Theoretical investigations on structures, stability, energetic performance, sensitivity, and mechanical properties of CL-20/TNT/HMX cocrystal explosives by molecular dynamics simulation.

In this article, the CL-20, TNT, HMX, CL-20/TNT, CL-20/HMX and different CL-20/TNT/HMX cocrystal models were established. Molecular dynamics method was selected to optimize the structures, predict the stability, sensitivity, energetic performance, and mechanical properties of cocrystal models. The binding energy, trigger bond length, trigger bond energy, cohesive energy density, detonation parameters, and mechanical properties of each crystal model were obtained.
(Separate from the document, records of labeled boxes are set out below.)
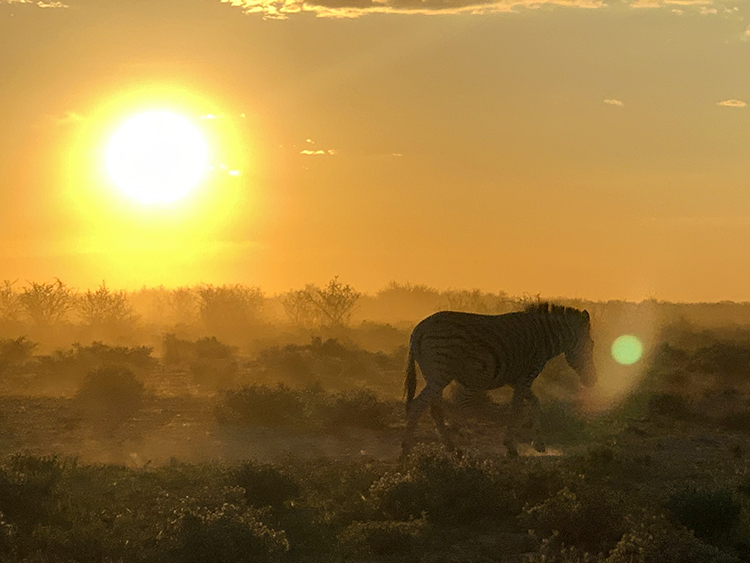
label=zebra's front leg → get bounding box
[401,384,443,459]
[503,389,526,457]
[430,397,456,452]
[528,390,547,453]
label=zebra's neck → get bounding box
[533,313,573,359]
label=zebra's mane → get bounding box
[524,301,585,318]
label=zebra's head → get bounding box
[565,309,596,387]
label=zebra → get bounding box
[402,302,596,457]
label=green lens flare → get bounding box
[612,334,643,366]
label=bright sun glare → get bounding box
[106,111,208,205]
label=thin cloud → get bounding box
[716,100,747,108]
[0,0,69,8]
[221,0,606,19]
[51,111,86,126]
[299,149,339,156]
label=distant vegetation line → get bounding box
[0,277,750,352]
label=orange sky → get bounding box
[0,0,750,301]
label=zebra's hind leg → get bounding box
[401,382,443,459]
[503,387,533,457]
[430,397,456,452]
[528,391,547,453]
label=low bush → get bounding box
[520,487,625,553]
[606,517,740,563]
[338,518,429,557]
[0,455,63,535]
[75,367,145,421]
[161,504,289,563]
[231,462,300,509]
[216,383,306,426]
[0,336,37,374]
[370,446,516,525]
[216,383,393,430]
[667,488,742,540]
[322,389,393,430]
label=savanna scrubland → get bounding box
[0,278,750,563]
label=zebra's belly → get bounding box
[453,354,504,389]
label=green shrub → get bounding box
[216,383,392,430]
[370,446,515,525]
[606,518,739,563]
[648,393,692,420]
[520,487,624,553]
[0,336,37,373]
[231,462,300,509]
[190,358,238,388]
[0,455,62,532]
[540,402,586,443]
[162,504,289,563]
[338,518,428,557]
[76,367,145,421]
[667,488,742,539]
[216,383,306,426]
[323,389,393,430]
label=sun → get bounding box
[106,110,209,205]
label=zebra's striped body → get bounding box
[403,303,596,454]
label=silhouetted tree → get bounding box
[76,282,137,328]
[279,285,320,328]
[0,280,23,321]
[310,276,362,326]
[18,278,75,326]
[442,289,513,315]
[198,284,263,334]
[168,287,199,324]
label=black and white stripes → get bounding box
[403,303,596,454]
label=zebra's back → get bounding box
[411,311,537,389]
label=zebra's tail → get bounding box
[404,338,417,413]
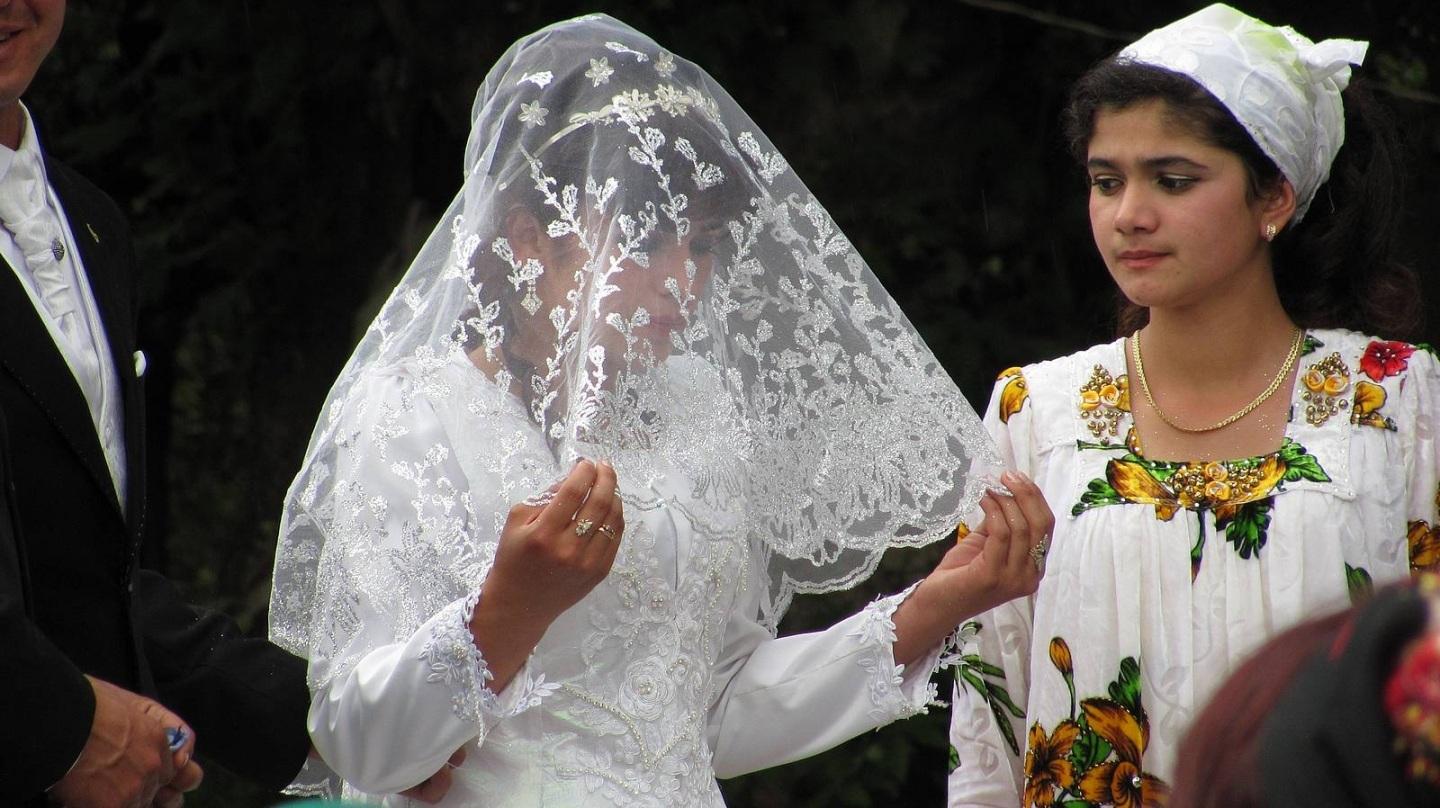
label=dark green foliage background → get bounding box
[27,0,1440,808]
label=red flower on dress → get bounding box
[1359,340,1416,382]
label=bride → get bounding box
[271,16,1053,807]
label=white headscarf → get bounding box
[271,16,999,678]
[1117,3,1368,222]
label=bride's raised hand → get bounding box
[894,471,1056,664]
[469,459,625,693]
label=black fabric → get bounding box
[1260,586,1440,808]
[0,410,95,798]
[0,151,310,804]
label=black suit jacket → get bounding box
[0,151,310,805]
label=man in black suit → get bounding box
[0,0,310,805]
[0,0,449,808]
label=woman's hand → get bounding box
[469,459,625,693]
[894,471,1056,664]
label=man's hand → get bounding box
[50,677,203,808]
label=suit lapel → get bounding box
[0,156,144,526]
[45,154,145,533]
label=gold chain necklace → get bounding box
[1130,328,1305,432]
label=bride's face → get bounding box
[507,213,726,367]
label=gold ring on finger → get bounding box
[1030,533,1050,572]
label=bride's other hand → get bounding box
[894,471,1056,664]
[469,459,625,693]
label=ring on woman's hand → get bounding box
[1030,533,1050,572]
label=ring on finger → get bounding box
[1030,533,1050,570]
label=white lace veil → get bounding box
[271,16,999,680]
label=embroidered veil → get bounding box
[271,16,999,686]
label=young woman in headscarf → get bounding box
[950,4,1440,807]
[271,16,1053,808]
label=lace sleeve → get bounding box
[419,592,557,717]
[942,367,1037,807]
[708,578,940,778]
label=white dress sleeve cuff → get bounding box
[850,583,945,722]
[420,592,557,724]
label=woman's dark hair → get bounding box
[1169,611,1352,808]
[1064,56,1424,338]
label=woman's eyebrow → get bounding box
[1086,154,1207,171]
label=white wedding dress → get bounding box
[299,356,936,808]
[271,16,998,808]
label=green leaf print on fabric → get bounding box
[1345,565,1375,603]
[1215,498,1274,559]
[950,621,1025,754]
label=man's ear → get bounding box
[504,205,554,264]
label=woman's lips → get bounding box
[1116,249,1169,269]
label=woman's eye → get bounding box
[1090,176,1120,196]
[1155,174,1195,190]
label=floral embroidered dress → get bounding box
[296,356,940,808]
[949,330,1440,807]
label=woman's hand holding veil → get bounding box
[894,471,1056,664]
[469,459,625,693]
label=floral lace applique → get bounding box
[420,592,557,723]
[850,583,943,722]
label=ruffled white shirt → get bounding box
[0,104,126,507]
[949,330,1440,808]
[310,357,939,808]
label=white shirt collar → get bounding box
[0,102,45,187]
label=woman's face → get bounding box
[1087,101,1287,310]
[516,219,724,365]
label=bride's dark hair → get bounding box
[1063,56,1424,338]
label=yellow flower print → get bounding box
[1104,459,1181,521]
[1351,380,1395,432]
[1079,364,1130,438]
[1024,720,1080,808]
[1050,637,1076,675]
[999,367,1030,423]
[1405,519,1440,572]
[1080,699,1169,808]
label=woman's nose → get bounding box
[1115,184,1156,233]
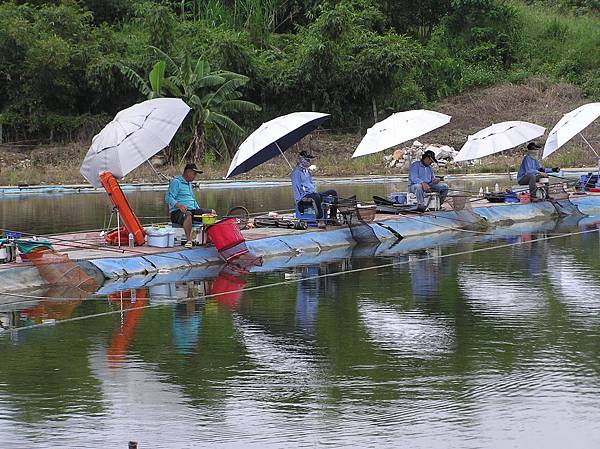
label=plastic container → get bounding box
[201,214,217,225]
[519,192,531,203]
[166,228,175,248]
[207,218,248,261]
[146,228,169,248]
[390,192,406,204]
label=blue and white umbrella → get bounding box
[225,112,330,178]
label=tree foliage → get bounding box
[0,0,600,157]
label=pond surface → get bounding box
[0,176,502,234]
[0,177,600,448]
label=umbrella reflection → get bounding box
[296,265,319,334]
[210,265,248,309]
[108,288,148,368]
[172,282,210,355]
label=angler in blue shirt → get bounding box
[165,164,215,248]
[291,150,337,224]
[408,150,448,212]
[517,142,560,196]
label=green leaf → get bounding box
[148,61,166,97]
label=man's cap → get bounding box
[183,164,204,173]
[421,150,437,164]
[298,150,316,159]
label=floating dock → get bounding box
[0,194,600,292]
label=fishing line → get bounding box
[0,224,599,332]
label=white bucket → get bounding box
[148,282,177,299]
[165,226,175,248]
[146,228,170,248]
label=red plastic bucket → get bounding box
[207,218,248,261]
[208,218,245,252]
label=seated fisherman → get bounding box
[165,164,215,248]
[291,151,337,224]
[408,150,448,212]
[517,142,560,196]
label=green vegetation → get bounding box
[0,0,600,164]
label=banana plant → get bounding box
[122,48,260,160]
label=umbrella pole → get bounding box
[117,209,121,248]
[146,159,169,181]
[579,133,600,179]
[275,142,292,170]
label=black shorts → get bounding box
[171,207,212,226]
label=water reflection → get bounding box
[0,215,600,447]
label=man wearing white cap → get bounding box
[517,142,560,197]
[408,150,448,212]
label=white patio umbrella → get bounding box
[454,121,546,162]
[542,103,600,159]
[225,112,330,178]
[352,109,451,157]
[80,98,190,187]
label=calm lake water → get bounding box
[0,177,600,449]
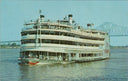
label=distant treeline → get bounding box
[0,43,20,48]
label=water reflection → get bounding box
[20,61,106,81]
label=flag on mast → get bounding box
[39,10,42,14]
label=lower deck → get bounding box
[20,51,108,61]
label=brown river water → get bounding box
[0,49,128,81]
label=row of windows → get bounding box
[22,31,104,41]
[20,51,102,58]
[21,39,99,47]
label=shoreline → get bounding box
[0,46,128,49]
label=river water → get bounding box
[0,49,128,81]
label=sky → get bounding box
[0,0,128,46]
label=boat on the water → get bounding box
[19,14,110,65]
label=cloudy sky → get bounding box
[0,0,128,45]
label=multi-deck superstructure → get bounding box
[20,14,109,64]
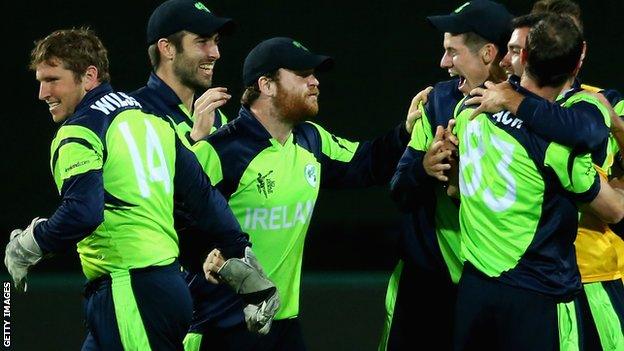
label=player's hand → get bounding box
[191,87,232,141]
[591,93,624,135]
[4,217,46,291]
[217,247,280,334]
[441,119,459,198]
[405,87,433,134]
[203,249,225,284]
[423,126,451,182]
[465,81,524,120]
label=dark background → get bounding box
[0,0,624,350]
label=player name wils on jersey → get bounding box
[491,111,522,129]
[89,92,142,116]
[243,200,314,230]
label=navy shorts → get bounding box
[82,262,193,351]
[184,318,306,351]
[380,261,457,351]
[453,263,583,351]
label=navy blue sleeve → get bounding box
[516,96,609,151]
[34,170,104,254]
[174,138,251,258]
[390,147,436,211]
[320,123,410,188]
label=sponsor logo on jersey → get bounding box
[303,163,318,188]
[492,111,522,129]
[89,92,142,116]
[243,200,314,230]
[256,170,275,198]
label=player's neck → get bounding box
[156,67,195,113]
[250,101,294,145]
[520,74,563,102]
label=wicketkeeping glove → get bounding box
[4,217,46,291]
[218,247,280,334]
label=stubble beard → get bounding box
[276,85,318,125]
[173,56,212,93]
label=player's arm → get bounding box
[174,138,280,334]
[34,125,105,254]
[174,138,251,258]
[4,125,104,290]
[303,116,409,188]
[466,82,610,150]
[189,87,232,141]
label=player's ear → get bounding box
[82,65,100,91]
[480,43,498,65]
[258,76,277,97]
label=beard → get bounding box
[275,82,318,124]
[173,52,212,93]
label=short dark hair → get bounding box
[531,0,583,32]
[460,32,489,53]
[511,12,544,29]
[147,31,184,71]
[241,70,279,107]
[525,14,583,87]
[29,27,110,83]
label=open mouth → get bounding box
[199,63,214,75]
[48,102,61,111]
[457,76,466,91]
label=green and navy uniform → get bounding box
[557,81,624,350]
[183,107,409,350]
[380,77,609,349]
[453,82,608,350]
[34,84,249,350]
[130,73,246,338]
[379,79,463,350]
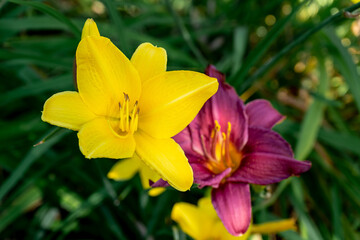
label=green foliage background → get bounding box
[0,0,360,240]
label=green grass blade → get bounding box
[323,28,360,111]
[295,53,329,160]
[0,187,42,233]
[290,178,323,240]
[9,0,81,39]
[0,131,69,201]
[166,0,208,68]
[236,3,360,93]
[0,74,73,107]
[231,27,248,73]
[102,0,131,57]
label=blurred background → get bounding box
[0,0,360,240]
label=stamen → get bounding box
[225,122,233,167]
[119,93,140,134]
[130,101,139,132]
[119,100,125,132]
[124,93,130,132]
[200,135,216,161]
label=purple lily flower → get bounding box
[173,66,311,236]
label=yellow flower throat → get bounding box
[201,120,242,174]
[113,93,140,136]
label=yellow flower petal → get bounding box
[134,130,193,191]
[140,160,160,189]
[107,158,142,181]
[78,118,136,159]
[76,37,141,117]
[41,91,96,131]
[139,71,218,138]
[171,202,215,240]
[131,43,167,83]
[81,18,100,39]
[211,219,251,240]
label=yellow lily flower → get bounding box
[171,197,296,240]
[107,154,165,197]
[41,20,218,191]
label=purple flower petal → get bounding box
[246,99,285,128]
[208,82,248,150]
[227,153,311,185]
[205,65,225,82]
[190,163,231,188]
[173,127,192,153]
[211,182,251,236]
[243,127,294,158]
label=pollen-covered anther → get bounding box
[201,120,241,174]
[119,93,140,134]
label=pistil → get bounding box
[201,120,241,174]
[119,93,140,134]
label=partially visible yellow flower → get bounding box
[171,197,296,240]
[41,19,218,191]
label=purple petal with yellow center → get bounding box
[227,153,311,185]
[245,99,285,128]
[211,182,251,236]
[149,179,170,188]
[242,127,293,157]
[206,82,248,149]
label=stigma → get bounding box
[201,120,241,174]
[118,93,140,135]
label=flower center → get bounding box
[201,120,242,174]
[111,93,140,136]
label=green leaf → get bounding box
[0,131,69,201]
[228,1,307,89]
[323,27,360,111]
[295,56,329,160]
[0,187,42,232]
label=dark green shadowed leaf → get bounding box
[9,0,81,39]
[0,130,69,200]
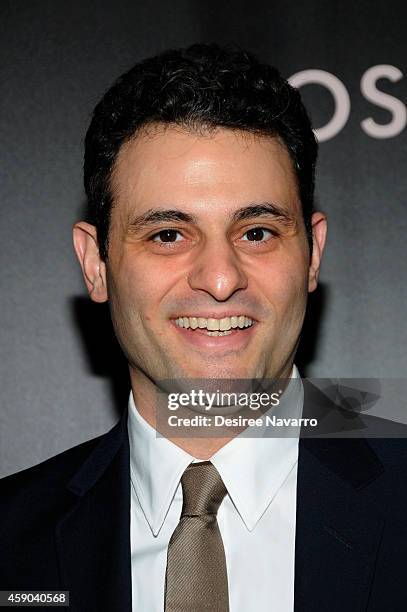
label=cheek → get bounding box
[108,258,172,325]
[257,259,308,326]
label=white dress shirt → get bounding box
[128,366,303,612]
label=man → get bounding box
[0,45,407,612]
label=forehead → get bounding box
[111,125,299,214]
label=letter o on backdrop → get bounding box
[288,69,350,142]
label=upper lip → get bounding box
[171,308,257,321]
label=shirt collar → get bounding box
[128,366,304,535]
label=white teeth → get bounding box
[219,317,232,331]
[206,319,219,331]
[175,315,254,336]
[207,331,232,336]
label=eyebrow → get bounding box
[130,202,294,231]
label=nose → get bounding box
[188,240,248,302]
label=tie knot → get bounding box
[181,461,227,517]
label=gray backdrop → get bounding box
[0,0,407,475]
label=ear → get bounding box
[73,221,108,302]
[308,212,327,292]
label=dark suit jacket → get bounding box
[0,384,407,612]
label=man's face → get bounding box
[75,126,326,381]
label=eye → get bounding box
[242,227,274,242]
[151,229,182,242]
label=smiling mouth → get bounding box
[174,315,255,336]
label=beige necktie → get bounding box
[165,461,229,612]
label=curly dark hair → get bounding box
[84,44,318,260]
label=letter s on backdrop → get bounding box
[360,64,407,138]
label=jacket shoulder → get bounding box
[0,434,107,516]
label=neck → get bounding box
[130,363,292,461]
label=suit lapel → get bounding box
[294,438,384,612]
[56,411,131,612]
The influences of co-crystallization and molar ratios on performances of cocrystal explosives were investigated and evaluated. The results show that the CL-20/TNT/HMX cocrystal explosive with a molar ratio of 3:1:2 or 3:1:3 had larger binding energy and better stability, i.e., CL-20/TNT/HMX cocrystal explosive was more likely to be formed with these molar ratios. The cocrystal explosive had shorter maximal trigger bond length, but larger trigger bond energy and cohesive energy density than CL-20, namely, the cocrystal explosive had lower mechanical sensitivity and better safety than CL-20 and the safety of cocrystal model was effectively improved. The cocrystal model with a molar ratio of 3:1:2 had the best safety. The energetic performance of the cocrystal explosive with a molar ratio of 3:1:1, 3:1:2, or 3:1:3 was the best. These CL-20/TNT/HMX cocrystal models exhibited better and more desirable mechanical properties. In a word, the cocrystal model with molar ratio of 3:1:2 exhibited the most superior properties and was a novel and potential high-energy-density compound. This paper could provide practical helpful guidance and theoretical support to better understand co-crystallization mechanisms and design novel energetic cocrystal explosives.